Can I resign from my chauffeur duties?

Yes, please resign. It should never have been your duty in the first place.

His parents used to do it and I felt bad for them because it wasn't their responsibility

It's not your responsibility, either. It really isn't.

SD14's school is literally a five minute walk away and she doesn't like to walk there

Who gives a rat's ass what she likes? I don't like going to work everyday or paying taxes, guess who cares? Nobody.

Do I just suck this up for six more years

Absolutely not. You need to have a chat with your DH and tell him that you are not doing it anymore. If you were not in the picture or not able, they would have to figure something out. Time to start figuring, even if he wants to put it back on his parents, which he should not.

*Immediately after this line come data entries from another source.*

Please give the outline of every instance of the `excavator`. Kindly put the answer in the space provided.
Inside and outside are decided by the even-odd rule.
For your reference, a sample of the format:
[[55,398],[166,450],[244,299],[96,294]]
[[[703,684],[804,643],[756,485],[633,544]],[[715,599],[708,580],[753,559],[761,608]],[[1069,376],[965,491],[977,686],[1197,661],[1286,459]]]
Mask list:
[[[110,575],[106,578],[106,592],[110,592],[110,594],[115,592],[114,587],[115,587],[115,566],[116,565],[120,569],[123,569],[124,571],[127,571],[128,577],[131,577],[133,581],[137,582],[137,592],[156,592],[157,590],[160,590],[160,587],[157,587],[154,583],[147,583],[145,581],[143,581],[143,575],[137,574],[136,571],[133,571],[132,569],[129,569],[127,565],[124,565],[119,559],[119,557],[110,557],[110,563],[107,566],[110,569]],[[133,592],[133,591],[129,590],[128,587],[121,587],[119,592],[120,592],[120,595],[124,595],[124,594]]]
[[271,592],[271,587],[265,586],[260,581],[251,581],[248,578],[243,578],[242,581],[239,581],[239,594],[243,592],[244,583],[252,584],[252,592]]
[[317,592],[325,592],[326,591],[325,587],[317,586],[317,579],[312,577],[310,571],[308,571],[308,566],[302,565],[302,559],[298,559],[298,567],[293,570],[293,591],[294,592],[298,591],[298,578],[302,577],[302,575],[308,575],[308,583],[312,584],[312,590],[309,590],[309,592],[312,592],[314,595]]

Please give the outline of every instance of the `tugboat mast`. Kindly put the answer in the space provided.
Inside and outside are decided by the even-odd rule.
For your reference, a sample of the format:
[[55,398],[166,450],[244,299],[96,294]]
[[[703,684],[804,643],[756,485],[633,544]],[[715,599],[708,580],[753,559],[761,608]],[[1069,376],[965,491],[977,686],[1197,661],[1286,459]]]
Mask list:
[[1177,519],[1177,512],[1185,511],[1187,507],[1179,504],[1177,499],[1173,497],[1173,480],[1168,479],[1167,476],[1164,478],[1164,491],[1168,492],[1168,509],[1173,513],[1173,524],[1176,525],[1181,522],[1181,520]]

You might let your DH know that he is raising his children to be lazy and entitled.

Cocoa's picture

I was driving to OSS's home, picking him up and driving him to school for awhile until I saw his mother's car parked out front twice. the first time dh told me she was sick. I let that slide. the second time I knew I was being taken advantage of and told dh that night I was done. yeah, he didn't like it, but he made other arrangements. your dh won't like it but this is your 1st step in not becoming a door mat. once you begin feeling resentful about something you're doing for someone, it's time to stop or your anger will come out in other ways that could destroy your marriage. nobody likes a martyr. speak up hon. you have a little one on the way and if your dh can't take care of the kids he already has, he will never help you take care of your child together.

Cocoa's picture

EXACTLY. and, it didn't "destroy" your marriage, either. I think women are too scared of being alone so just take on more and more until they lose themselves. NEVER be afraid of losing a man.

Ssamantha's picture

I spoke with DH last night and he agreed that SD14 needs to walk next year and she needs to walk the remainder of this year as well (they have a week left). As far as SS11, he offered to send him to a different school that has a bus, but I wasn't really comfortable with uprooting him from a school he has been going to since kindergarten. So we will have to come up with something else. He also agreed that when he has to work Saturday and Sundays (which his job requires a few times a year), he will have his parents watch the kids for one of the days.